Health intervention indicators
Participants were asked to report at least three health intervention indicators under three categories (i.e., prevention, promotion, others) corresponding to the given health conditions which are most important for public health in their country. Using linked data, 23 health intervention indicators related to the following six health conditions were reported from 17 member states: maternal and perinatal health (7), cancer (6), diabetes (4), cardiovascular (2), neurodegenerative disease (2), suicide/trauma/injury (1) and lower/upper respiratory infections (1), (Additional file 8).

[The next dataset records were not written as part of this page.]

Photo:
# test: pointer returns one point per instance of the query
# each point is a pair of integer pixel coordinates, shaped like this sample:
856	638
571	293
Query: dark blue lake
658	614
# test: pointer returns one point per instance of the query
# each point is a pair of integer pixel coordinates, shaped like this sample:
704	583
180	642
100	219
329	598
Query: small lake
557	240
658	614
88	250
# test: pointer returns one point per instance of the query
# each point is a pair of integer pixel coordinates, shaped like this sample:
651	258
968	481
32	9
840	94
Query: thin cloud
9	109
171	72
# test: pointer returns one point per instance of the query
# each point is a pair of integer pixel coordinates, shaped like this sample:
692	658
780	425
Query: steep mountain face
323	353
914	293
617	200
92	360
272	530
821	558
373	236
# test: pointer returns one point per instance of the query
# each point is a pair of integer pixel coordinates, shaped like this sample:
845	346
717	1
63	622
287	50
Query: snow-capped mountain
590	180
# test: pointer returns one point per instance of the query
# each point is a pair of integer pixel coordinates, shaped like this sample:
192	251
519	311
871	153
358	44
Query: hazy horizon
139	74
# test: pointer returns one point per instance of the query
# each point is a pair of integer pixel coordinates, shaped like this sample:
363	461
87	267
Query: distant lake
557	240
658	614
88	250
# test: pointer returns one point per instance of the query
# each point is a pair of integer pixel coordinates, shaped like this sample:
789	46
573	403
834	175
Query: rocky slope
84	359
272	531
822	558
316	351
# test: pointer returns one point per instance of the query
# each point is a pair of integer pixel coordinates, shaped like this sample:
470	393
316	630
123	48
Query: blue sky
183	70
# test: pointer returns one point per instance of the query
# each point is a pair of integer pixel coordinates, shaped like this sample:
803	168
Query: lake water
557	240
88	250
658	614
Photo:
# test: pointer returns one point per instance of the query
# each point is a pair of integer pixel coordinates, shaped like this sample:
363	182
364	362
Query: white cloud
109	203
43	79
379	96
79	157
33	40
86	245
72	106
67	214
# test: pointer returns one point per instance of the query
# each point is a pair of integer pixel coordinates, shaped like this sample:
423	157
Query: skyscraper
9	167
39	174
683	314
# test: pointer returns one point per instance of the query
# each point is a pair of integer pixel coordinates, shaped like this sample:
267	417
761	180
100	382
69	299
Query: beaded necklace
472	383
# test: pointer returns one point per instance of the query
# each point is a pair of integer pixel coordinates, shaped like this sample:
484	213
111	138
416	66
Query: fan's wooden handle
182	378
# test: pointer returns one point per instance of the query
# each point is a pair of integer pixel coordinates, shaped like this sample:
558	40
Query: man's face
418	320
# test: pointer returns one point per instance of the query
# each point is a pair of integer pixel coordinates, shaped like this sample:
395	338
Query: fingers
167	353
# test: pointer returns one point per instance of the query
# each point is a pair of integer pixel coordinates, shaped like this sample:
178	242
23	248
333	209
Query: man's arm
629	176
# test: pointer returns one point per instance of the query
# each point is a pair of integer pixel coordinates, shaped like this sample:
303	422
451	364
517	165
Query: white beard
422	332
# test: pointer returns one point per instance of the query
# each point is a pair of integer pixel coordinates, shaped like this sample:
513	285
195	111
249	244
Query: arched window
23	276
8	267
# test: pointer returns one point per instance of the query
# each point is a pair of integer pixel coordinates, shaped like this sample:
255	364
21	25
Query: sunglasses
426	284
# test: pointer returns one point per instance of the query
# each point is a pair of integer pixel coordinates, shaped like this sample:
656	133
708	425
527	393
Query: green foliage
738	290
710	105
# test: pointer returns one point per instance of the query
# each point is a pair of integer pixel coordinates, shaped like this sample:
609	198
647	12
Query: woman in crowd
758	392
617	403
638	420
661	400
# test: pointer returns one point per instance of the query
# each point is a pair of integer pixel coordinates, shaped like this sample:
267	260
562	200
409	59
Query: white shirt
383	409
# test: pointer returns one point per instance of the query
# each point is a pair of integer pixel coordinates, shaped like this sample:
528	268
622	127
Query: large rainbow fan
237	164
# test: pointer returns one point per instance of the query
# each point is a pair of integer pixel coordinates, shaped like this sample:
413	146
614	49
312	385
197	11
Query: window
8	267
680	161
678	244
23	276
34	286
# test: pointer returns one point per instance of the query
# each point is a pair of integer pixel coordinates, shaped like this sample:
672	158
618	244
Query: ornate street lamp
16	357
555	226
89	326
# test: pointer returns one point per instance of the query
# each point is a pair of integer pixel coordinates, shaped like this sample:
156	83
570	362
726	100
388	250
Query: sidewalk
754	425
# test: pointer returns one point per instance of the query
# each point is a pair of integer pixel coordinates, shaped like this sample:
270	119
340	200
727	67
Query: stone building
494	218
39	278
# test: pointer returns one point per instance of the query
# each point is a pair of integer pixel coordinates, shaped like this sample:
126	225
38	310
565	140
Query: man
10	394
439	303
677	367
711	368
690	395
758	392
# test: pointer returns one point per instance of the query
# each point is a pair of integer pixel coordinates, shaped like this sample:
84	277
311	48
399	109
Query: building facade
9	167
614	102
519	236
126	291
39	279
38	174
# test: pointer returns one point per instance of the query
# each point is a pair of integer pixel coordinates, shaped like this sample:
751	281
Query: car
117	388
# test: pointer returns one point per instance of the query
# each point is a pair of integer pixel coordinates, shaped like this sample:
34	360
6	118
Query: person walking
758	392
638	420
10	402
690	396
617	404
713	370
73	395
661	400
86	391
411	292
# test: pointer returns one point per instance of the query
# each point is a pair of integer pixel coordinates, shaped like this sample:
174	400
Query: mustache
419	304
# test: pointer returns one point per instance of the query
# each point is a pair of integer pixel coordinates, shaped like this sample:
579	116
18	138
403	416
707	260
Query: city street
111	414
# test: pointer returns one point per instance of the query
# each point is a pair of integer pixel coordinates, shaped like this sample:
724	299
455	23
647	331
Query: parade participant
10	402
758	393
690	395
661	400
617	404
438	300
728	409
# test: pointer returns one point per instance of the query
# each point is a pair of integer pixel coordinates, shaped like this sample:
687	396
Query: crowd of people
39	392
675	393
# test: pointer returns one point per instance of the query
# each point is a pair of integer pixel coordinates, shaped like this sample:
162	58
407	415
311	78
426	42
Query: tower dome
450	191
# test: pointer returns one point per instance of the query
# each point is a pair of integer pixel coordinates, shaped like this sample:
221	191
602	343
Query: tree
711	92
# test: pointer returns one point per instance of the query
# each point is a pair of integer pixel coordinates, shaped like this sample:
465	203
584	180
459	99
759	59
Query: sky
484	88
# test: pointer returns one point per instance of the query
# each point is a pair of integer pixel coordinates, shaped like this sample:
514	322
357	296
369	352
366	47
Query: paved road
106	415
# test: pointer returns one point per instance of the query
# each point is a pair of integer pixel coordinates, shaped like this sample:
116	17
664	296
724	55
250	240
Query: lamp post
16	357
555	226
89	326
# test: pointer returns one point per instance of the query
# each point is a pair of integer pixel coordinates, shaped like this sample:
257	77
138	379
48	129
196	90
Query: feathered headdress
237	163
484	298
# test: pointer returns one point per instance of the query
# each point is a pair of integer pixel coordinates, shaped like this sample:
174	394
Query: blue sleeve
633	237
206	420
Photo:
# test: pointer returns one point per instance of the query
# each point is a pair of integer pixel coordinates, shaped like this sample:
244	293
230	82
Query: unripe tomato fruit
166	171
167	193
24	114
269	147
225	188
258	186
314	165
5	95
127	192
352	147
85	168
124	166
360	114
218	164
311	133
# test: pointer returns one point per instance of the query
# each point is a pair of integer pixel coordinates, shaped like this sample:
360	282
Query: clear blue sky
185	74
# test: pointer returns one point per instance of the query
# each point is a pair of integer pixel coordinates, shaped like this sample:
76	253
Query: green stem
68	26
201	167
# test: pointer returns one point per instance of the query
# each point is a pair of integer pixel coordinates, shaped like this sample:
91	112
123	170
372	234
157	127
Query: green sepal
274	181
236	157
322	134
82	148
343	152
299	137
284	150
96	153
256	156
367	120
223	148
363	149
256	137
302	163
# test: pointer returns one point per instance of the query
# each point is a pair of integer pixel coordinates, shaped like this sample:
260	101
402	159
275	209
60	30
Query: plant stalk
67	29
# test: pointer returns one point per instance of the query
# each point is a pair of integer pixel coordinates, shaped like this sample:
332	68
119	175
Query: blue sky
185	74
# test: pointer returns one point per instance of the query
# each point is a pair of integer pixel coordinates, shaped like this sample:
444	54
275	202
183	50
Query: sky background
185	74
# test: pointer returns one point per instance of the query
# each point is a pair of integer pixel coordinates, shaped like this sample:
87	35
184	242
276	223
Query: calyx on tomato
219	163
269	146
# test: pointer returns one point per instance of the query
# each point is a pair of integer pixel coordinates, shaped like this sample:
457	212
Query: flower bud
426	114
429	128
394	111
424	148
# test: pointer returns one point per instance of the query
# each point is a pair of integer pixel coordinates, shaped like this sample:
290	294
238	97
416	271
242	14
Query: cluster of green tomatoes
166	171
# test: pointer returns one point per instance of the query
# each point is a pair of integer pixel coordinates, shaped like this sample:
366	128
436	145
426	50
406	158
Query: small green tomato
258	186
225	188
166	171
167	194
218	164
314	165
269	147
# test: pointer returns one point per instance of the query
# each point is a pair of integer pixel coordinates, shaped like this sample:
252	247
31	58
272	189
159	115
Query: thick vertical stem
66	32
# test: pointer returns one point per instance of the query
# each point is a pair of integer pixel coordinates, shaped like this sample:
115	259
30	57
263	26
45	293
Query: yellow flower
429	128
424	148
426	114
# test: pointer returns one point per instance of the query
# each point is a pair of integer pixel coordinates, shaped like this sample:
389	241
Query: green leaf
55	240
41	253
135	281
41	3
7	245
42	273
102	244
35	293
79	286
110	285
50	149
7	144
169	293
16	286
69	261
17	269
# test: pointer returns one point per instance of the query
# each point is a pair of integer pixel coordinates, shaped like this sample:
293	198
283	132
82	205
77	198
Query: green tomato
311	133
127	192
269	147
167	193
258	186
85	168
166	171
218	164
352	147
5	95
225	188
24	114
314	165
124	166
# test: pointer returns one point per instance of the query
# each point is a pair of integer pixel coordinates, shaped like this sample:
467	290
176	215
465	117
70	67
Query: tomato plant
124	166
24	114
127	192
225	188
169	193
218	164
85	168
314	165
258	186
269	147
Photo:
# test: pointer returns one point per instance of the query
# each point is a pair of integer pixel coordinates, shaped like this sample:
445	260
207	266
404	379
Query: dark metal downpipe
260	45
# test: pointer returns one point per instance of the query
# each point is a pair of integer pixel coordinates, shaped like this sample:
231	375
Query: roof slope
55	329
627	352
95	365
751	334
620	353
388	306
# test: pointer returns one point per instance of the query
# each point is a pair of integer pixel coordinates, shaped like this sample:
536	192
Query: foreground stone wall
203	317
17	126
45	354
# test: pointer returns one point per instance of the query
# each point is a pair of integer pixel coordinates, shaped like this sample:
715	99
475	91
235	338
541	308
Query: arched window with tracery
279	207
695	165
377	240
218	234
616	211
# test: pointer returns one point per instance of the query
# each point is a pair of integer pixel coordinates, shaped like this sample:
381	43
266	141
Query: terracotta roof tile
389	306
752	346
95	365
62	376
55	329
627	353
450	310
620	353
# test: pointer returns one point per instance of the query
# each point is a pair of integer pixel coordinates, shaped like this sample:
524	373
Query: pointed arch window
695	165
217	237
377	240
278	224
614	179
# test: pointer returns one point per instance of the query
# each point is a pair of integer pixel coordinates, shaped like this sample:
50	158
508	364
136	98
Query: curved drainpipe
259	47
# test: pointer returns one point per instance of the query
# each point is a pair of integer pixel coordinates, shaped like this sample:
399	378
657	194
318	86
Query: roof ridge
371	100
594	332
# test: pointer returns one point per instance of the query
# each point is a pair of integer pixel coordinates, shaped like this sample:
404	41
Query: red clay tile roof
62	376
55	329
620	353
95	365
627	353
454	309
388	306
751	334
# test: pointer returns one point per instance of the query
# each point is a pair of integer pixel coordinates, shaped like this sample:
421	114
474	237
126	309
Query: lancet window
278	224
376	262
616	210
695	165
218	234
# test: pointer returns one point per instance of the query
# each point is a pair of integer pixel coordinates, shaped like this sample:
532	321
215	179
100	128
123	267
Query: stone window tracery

The main objectives to estimate these indicators were to guide the health policy process, public health monitoring and for research. These intervention indicators are estimated mainly at national and sub-national levels and currently are in use. For example in Sweden, one of the estimated intervention indicator relates to preventive therapy, the number of diabetic patients counselled by a nurse to avoid complications (Additional file 8).
Main obstacles to linking different data sources
The majority of European countries we surveyed identified the following main obstacles associated with the implementation and the use of data linkage and advanced statistics: 1. The complex laws and data protection regulations, which block linkage between different data sources with a deterministic approach (legal), 2. Lack of human resources and capacities/skills within national institutes of public health and health information statistics (technical), 3. Lack of governance of health information (data governance) and 4. Limited resources to support the health information infrastructure (organization and structural).